J'ai commencé à lire ce récit autobiographique de Patti Smith publié en 2010. Il ne correspond pas à l’idée que j'aurais pu m'en faire : celle d'un récit un peu "trash" et sombre d'une artiste rock. J'avais été surprise d'entendre et de lire nombre d'éloges sur le caractère poétique de son écriture. Je n'associais pas poésie, rock et punk et j'avais bien tort. Baudelaire , Rimbaud ne seraient-ils pas de vrais punks ?
Les premiers chapitres m'ont touchée par leur beauté, leur simplicité et leur pudeur. Elle y raconte son enfance en quelques touches puis sa rencontre avec le futur photographe Robert Mapplethorpe.

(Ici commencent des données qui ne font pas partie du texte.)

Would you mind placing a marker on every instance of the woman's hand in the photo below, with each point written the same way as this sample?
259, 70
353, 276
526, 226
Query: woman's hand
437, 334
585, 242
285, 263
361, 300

Patti Smith décrit sans pathos leur faim , leur misère mais aussi et surtout leur magnifique liberté, leur foi dans l'art.
Comme souvent dans un récit autobiographique, elle évoque un moment initial, fugace où sa sensibilité d'artiste fut éveillée. Le livre débute ainsi :
Quand j'étais toute petite, ma mère m'emmenait en promenade à Homboldt Park, le long des berges de la rivière Prairie. Je garde le souvenir vague, comme des impressions sur des plaques de verre, d'un grand hangar à bateaux, d'un kiosque à musique, d'un pont à arches en pierre; le goulet de la rivière se vidait dans une vaste lagune : j'ai vu à sa surface un curieux miracle. un long cou incurvé jaillissait d'une robe de plumes blanches. L'animal fit clapoter l'eau claire, battre ses ailes gigantesques, et s'éleva dans le ciel.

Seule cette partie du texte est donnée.